Minnesota health system sees sharp decline in early-term births
Thanks in part to data warehousing, analytics tools
North Memorial Health Care, a two-hospital health system situated in the Northwest metro of Minneapolis, has reduced its rate of potentially harmful and unnecessary early-term deliveries, using data warehousing and analytics.
Officials at the health system cited difficulties integrating data from the variety of different clinical IT systems employed by North Memorial as cause for implementing new solutions. Clinical data was collected by a Health Catalyst warehousing solution from sources including North Memorial's Epic electronic health record. Officials then defined when early-term deliveries were appropriate, standardized clinician workflows and improved processes for pregnant women and newborn care.
The health system's use of the technology and the team processes it developed reduced its rate of elective pre 39-week deliveries by 75 percent in six months, from 1.2 percent to 0.3 percent of all births (officials at the health system had originally set a goal of 0.6 percent).

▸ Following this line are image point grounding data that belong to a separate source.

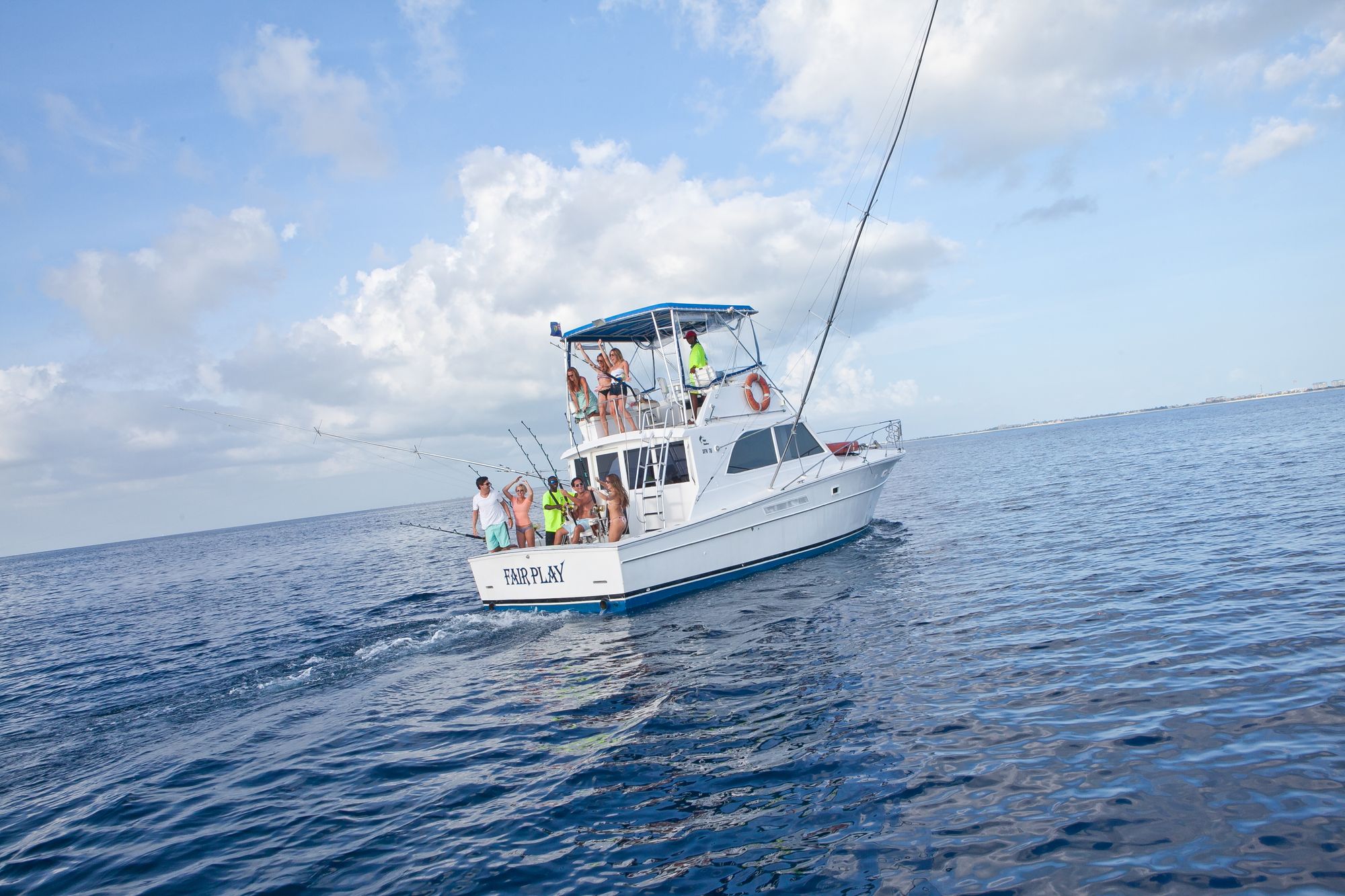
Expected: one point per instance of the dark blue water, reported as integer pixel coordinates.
(1104, 657)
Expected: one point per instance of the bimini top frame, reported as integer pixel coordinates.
(654, 325)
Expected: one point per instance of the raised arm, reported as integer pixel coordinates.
(587, 360)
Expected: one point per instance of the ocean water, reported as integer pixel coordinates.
(1090, 658)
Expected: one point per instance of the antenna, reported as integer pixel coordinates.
(855, 248)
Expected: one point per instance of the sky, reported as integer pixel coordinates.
(362, 217)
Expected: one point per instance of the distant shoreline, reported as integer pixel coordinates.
(1221, 400)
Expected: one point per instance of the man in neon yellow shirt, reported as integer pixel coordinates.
(553, 510)
(695, 362)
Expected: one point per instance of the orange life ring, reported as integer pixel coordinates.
(758, 380)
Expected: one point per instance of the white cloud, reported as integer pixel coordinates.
(1269, 140)
(159, 291)
(112, 149)
(318, 112)
(22, 389)
(1000, 80)
(428, 21)
(1327, 61)
(708, 103)
(848, 386)
(454, 337)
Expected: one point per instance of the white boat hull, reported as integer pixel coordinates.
(777, 529)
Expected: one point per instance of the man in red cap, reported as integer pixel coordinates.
(696, 362)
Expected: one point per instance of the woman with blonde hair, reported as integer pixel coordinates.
(605, 382)
(582, 397)
(617, 502)
(621, 370)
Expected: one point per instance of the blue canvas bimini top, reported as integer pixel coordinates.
(657, 321)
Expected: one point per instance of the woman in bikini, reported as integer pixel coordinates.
(605, 384)
(582, 397)
(621, 370)
(617, 502)
(521, 499)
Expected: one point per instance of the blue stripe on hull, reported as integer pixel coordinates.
(622, 604)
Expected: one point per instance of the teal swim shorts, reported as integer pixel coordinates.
(497, 536)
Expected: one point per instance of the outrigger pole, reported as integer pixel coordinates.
(549, 463)
(855, 247)
(536, 471)
(450, 532)
(350, 439)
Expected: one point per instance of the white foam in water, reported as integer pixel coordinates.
(457, 628)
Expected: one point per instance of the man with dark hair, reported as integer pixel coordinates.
(492, 509)
(584, 513)
(553, 510)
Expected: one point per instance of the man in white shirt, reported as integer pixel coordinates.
(492, 509)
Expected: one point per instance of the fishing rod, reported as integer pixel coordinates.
(352, 439)
(855, 247)
(543, 447)
(450, 532)
(525, 455)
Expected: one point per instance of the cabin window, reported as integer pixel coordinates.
(641, 469)
(754, 450)
(609, 464)
(677, 469)
(804, 444)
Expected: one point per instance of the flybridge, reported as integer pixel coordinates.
(656, 323)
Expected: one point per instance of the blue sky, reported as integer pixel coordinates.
(365, 216)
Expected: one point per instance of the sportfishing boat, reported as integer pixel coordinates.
(723, 474)
(739, 486)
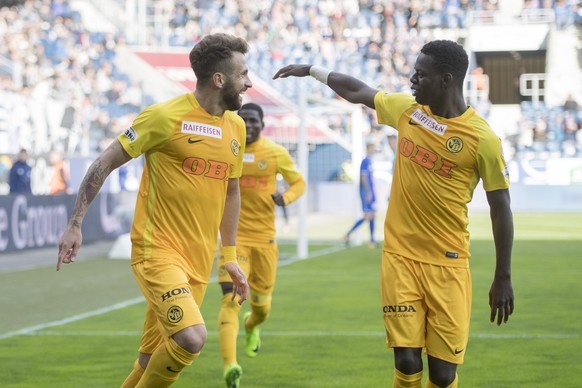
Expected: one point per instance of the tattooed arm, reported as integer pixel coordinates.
(113, 157)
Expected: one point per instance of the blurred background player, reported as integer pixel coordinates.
(445, 148)
(20, 174)
(257, 251)
(193, 146)
(367, 196)
(59, 182)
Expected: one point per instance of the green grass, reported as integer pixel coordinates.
(326, 326)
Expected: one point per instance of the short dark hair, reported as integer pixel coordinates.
(212, 53)
(253, 106)
(448, 57)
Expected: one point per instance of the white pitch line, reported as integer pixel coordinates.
(78, 317)
(32, 329)
(300, 334)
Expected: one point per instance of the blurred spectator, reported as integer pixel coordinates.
(570, 104)
(20, 174)
(59, 183)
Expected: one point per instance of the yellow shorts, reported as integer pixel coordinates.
(173, 301)
(259, 265)
(426, 306)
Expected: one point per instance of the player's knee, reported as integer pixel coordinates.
(191, 339)
(144, 359)
(408, 360)
(441, 373)
(441, 378)
(227, 287)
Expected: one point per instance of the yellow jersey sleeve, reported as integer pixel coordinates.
(390, 106)
(491, 164)
(238, 148)
(151, 129)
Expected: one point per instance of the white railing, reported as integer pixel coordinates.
(533, 85)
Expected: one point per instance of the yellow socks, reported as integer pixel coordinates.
(133, 378)
(165, 365)
(454, 384)
(407, 381)
(228, 329)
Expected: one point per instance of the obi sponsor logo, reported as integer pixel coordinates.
(175, 292)
(201, 129)
(428, 122)
(214, 169)
(131, 134)
(426, 158)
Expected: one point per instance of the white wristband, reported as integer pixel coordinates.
(319, 73)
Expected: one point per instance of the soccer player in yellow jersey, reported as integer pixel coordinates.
(193, 147)
(444, 149)
(256, 247)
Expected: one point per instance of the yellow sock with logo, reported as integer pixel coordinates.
(454, 384)
(166, 364)
(134, 377)
(228, 326)
(402, 380)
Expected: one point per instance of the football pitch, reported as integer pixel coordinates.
(81, 327)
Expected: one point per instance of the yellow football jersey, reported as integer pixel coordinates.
(438, 165)
(263, 159)
(190, 156)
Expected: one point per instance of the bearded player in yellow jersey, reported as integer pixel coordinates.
(257, 252)
(193, 147)
(444, 149)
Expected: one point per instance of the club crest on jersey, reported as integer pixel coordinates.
(428, 122)
(201, 129)
(175, 314)
(454, 144)
(131, 134)
(234, 147)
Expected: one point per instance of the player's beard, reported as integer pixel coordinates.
(231, 97)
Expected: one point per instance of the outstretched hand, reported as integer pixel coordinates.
(501, 300)
(239, 281)
(69, 245)
(296, 70)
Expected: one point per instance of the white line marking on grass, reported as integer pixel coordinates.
(32, 330)
(92, 333)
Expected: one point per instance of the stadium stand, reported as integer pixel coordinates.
(62, 87)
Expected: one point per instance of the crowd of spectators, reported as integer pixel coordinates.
(60, 87)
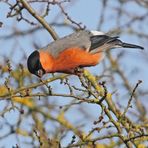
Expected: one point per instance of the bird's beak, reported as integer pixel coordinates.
(40, 73)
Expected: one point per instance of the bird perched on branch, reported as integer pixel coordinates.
(80, 49)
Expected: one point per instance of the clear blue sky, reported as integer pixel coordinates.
(85, 11)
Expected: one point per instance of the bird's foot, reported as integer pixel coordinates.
(78, 71)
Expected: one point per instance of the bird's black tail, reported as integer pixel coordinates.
(127, 45)
(101, 43)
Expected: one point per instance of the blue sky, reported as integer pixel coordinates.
(88, 13)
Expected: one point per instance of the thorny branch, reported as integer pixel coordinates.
(59, 106)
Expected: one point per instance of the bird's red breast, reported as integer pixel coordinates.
(68, 59)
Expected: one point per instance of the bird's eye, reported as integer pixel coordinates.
(40, 72)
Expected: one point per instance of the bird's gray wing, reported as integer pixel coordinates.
(78, 39)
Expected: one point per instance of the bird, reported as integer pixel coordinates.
(80, 49)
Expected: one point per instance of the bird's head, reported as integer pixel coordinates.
(34, 64)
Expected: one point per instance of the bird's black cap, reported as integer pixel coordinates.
(34, 64)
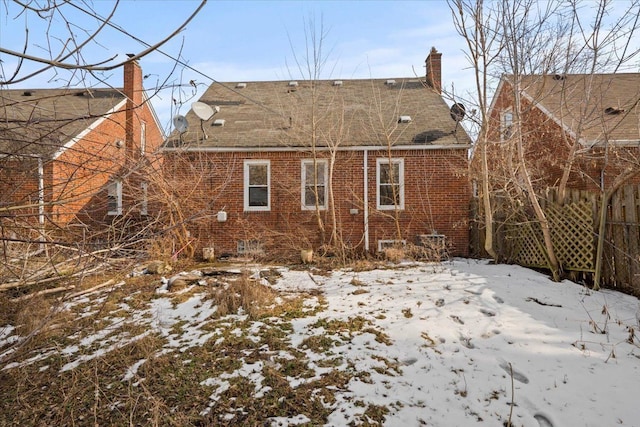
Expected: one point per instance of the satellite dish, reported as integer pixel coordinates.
(457, 112)
(180, 123)
(202, 110)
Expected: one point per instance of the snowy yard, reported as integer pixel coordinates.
(455, 344)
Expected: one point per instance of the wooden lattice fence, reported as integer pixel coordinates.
(574, 229)
(572, 236)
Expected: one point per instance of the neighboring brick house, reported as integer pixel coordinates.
(359, 164)
(600, 111)
(65, 154)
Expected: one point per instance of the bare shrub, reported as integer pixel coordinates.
(246, 293)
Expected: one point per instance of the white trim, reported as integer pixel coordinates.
(88, 129)
(247, 166)
(559, 122)
(118, 196)
(392, 161)
(425, 147)
(320, 163)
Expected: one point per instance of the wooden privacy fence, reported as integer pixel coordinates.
(574, 231)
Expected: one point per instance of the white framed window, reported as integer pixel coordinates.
(314, 184)
(143, 138)
(114, 198)
(144, 198)
(257, 185)
(506, 125)
(390, 184)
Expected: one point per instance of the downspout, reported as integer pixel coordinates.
(365, 209)
(41, 199)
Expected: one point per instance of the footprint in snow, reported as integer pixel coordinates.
(457, 319)
(517, 375)
(543, 420)
(487, 313)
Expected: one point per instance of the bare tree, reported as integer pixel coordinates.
(64, 42)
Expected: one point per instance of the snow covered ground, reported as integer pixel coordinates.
(473, 327)
(457, 344)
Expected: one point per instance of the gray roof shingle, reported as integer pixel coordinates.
(40, 121)
(276, 114)
(596, 107)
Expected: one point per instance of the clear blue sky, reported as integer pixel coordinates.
(246, 41)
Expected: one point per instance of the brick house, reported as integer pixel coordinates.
(288, 165)
(600, 111)
(66, 154)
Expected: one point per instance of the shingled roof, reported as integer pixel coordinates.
(271, 115)
(40, 121)
(596, 108)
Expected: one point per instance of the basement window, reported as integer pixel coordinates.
(250, 247)
(390, 244)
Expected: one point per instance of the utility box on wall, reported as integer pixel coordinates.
(208, 254)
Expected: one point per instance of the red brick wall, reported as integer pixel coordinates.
(546, 149)
(436, 198)
(19, 183)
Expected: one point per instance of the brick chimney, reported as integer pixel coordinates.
(434, 69)
(133, 91)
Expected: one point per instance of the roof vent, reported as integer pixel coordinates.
(613, 111)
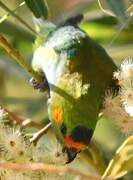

North Memorial officials point to studies suggesting that elective deliveries prior to 39 weeks increase the risk of newborn respiratory distress in addition to the rates of C-sections, which can lead to postpartum anemia and extendeded hospital stays. Cutting the odds of these complications, officials add, is becoming increasingly critical for hospitals as they struggle to adjust to rising costs, stiff regional pressures from competitors and reimbursement trends.
As a result, the health system achieved significant reductions in the cost of providing this care, exceeding the terms of a pre-arranged incentive payment of $200,000 from one of its primary insurance partners, official said.
"We were previously a very old school, paper-driven organization that often made decisions based on gut feeling rather than data," said Kevin J. Croston, MD, chief medical officer of North Memorial, in a statement. The health system tapped data warehousing company Health Catalyst for the technology.
"By putting information directly into the hands of physicians, the initiative has worn down traditional physician resistance to change, which can complicate hospitals' attempts to implement sweeping clinical quality improvements," said Croston.